My entree choice was the crispy roast duck, a standard menu item with a sauce accompaniment that changes frequently; on Saturday the sauce was a lychee-cherry concoction, sweet and tangy, but barely necessary given how amazing the duck was. The breast meat was cooked just past medium, not dry but not still quacking, which is how I prefer it, while the skin was crispy without any grease and allowed the natural sweetness of the skin to shine through. My daughter loves duck as well and helped me pick the bones clean, while she also dipped everything she could into the sauce on my plate, including the duck and the lemongrass pork meatballs she stole from my wife’s pad thai. Those meatballs were outstanding, incredibly aromatic with lemongrass, onion, and (I believe) ginger, while the sauce on the noodles themselves was less sweet than the pad thai I typically get on the rare occasions I order the dish at Thai restaurants. (I avoid it because it seems to be the most “Americanized” dish at such places, made sweeter for U.S. palates, but losing me in the process.) My daughter didn’t love her own entree, a basil fried rice dish that had a strong cumin flavor and some surprising late heat that I thought was excellent but was a little too spicy for her.

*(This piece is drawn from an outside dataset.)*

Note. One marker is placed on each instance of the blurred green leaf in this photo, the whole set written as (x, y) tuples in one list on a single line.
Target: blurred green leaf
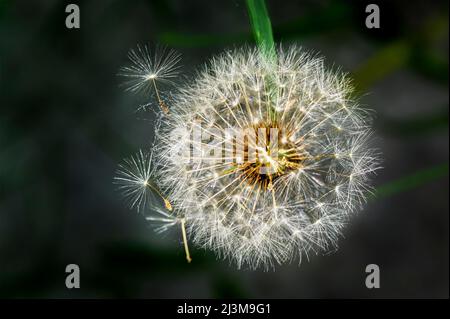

The dessert menu is more eclectic, reflecting the owner’s current interest in Mexican cuisine (he’s also a pastry chef, and owns the small Mexican restaurant Isobel on the same street as Trio). My daughter inhaled her tres leches cake with homemade marshmallow sauce, while my wife and I split a chocolate-hazelnut mousse with an Oreo crust … and I might point out that the mousse and the marshmallow sauce also went together very well.
Trio is BYOB, and the place is fairly small so I’d recommend a reservation for a weekend. It’s a wonderful spot, and it was a nice treat for me to have Thai food with the family, made possible because the staff was so good about dealing with our unfortunate (especially for a Thai restaurant) allergies. Full disclosure – the meal was comped, although I left a tip for about 50% of what the bill would have been.
The meal at Trio finished off a day in Philly for three of us that began at Shake Shack – the first experience there for my wife and daughter; my daughter loved their grilled cheese while my wife and I split a fair trade coffee shake that tasted like real coffee – and included several hours at the amazing Please Touch Museum, the main children’s museum in Philly, with a few fun exhibits of vintage toys that made my wife and me feel very, very old. I did get a kick out of the displays of Easy-Bake Ovens throughout their history (as well as some knockoffs; my daughter couldn’t name a single room as her favorite, but she enjoyed the art room, the small rock-climbing wall, and the astronomy/rockets room, where kids launch foam rockets off air guns to try to put them through hoops hanging from the ceiling.